Allora lo dico chiaro e tondo: se scrivi, canti, urli o anche solo pensi "meno 39" sei come chi attacca la mamma di Ciro o giustifica ed esulta per la sua morte. Napoletano, milanista, interista, foggiano o islandese che tu sia. Anzi, sei 39 volte peggiore di lui. Non mi interessa chi sia stato, ma possiamo andare lì a portare solidarietà, aiuto e vernice. Scrivere di una rivalità in maniera divertente, fare graffiti irriverenti, usare gli stessi strumenti di quegli idioti per cambiare il verso di un atto incivile, di qualsiasi colore sia.
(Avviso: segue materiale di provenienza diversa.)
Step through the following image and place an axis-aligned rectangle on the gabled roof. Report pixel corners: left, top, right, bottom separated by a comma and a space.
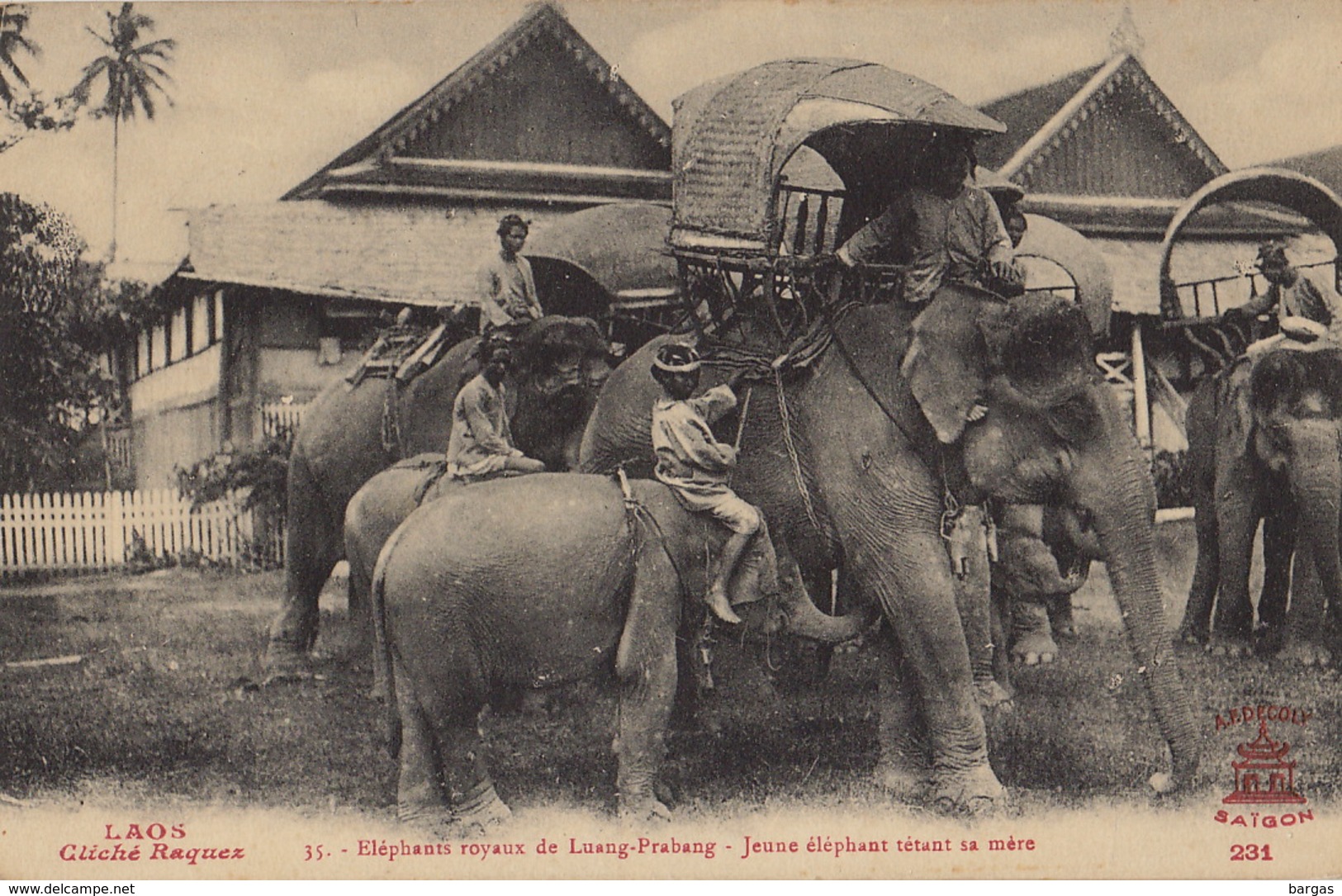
290, 0, 671, 200
975, 63, 1104, 170
979, 54, 1226, 187
1273, 145, 1342, 193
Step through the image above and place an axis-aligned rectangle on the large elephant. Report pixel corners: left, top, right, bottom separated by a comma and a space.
1179, 342, 1342, 664
373, 473, 867, 827
266, 316, 610, 671
582, 286, 1198, 808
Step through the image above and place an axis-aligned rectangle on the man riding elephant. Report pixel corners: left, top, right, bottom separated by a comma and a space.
266, 315, 610, 672
582, 291, 1198, 808
373, 473, 870, 833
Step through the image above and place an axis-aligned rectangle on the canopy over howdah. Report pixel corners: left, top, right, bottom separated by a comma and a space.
671, 59, 1007, 254
524, 202, 676, 301
1159, 168, 1342, 318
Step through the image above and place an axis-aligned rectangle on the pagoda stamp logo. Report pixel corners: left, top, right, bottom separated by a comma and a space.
1216, 705, 1314, 827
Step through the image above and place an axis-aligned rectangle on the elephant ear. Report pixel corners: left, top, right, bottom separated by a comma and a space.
984, 292, 1095, 406
900, 286, 1007, 444
1216, 357, 1254, 469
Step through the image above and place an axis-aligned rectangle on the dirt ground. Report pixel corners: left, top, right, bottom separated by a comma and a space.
0, 523, 1342, 876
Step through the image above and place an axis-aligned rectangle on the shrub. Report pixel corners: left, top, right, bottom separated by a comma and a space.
178, 438, 292, 566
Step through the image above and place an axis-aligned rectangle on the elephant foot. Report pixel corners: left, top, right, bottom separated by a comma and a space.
876, 755, 932, 805
1204, 634, 1254, 659
1276, 640, 1333, 668
396, 802, 453, 833
1009, 604, 1058, 666
652, 775, 680, 806
1011, 632, 1059, 666
449, 780, 513, 837
619, 793, 671, 823
1048, 595, 1076, 641
932, 762, 1007, 816
974, 679, 1012, 718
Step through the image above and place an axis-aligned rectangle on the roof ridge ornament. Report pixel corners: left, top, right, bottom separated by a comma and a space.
1108, 5, 1146, 59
Noi possiamo colorare la reazione ad esso.
Ed è giusto dire che se sui social i bianconeri sono spesso leoni, anzi zebre da tastiera buoni solo a linciare in branco, vigliaccamente e senza ironia, sanno solo venire a galla quando vincono (spesso, ma come gli bruciava stare sotto), allo stadio, anzi allo Stadium, sono notevolmente migliorati. Da quelli che hanno messo lo striscione contro il divieto delle trasferte fino all'enorme "+39 rispetto" passando per l'assenza di cori contro il Vesuvio (vero è che senza avversari nessuno poteva sentirla), quella civiltà è stata una bella sorpresa. Speriamo duratura.
E allora a Eboli andiamoci tutti. Perché possiamo essere uniti nella condanna. Sperando che in futuro sapranno fare lo stesso con noi. Perché per me rimarrà sempre un mistero come augurarsi lo sterminio di un popolo, inneggiare a un'epidemia letale, cantare la distruzione di una città sia definito da goliardia dagli stessi che si indignano per ciò che è accaduto allo Juventus Club Eboli.